Wearing robes embroidered with gold and white and accompanied by a top Muslim cleric from the Turkish Cypriot community, Famagusta Bishop Vassilis led a tearful ceremony around the gardens of the 14th-century church in the medieval part of the city.
Photo: Reuters
Crowds of worshipers who had crossed the line for the historic service pressed around the bishop as he delivered a Mass urging reconciliation on the divided island.
Good Friday is one of the holiest dates in the Orthodox calendar, but for Pavlos Iacovou, who helped organize the service, the Mass being held on the Turkish-controlled side of the island made the day “like a miracle.”
Iacovou fled his hometown as an 18-year-old in 1974, when Turkey seized Cyprus’ northern third in response to an Athens-engineered coup aimed at uniting the island with Greece.
“We didn’t believe it would take 40 years to return.
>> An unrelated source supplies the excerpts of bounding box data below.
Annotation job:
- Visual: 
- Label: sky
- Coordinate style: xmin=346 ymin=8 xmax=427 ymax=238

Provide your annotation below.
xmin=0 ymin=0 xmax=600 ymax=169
We thought it was only for a few days and then we would be able to go home,” he said wistfully, remembering the bustling town of his childhood, where his family owned a seafront hotel.
The Famagusta of Iacovou’s remembering is an idyllic place, where Turkish and Greek Cypriots coexisted peacefully, but intercommunal troubles before the island gained independence from Britain in 1960 ended religious services at St George Exorinos 58 years ago.
Many of the Greek Cypriots who attended had fled the town in 1974, but despite the painful memories a jovial atmosphere settled on the church ahead of the service.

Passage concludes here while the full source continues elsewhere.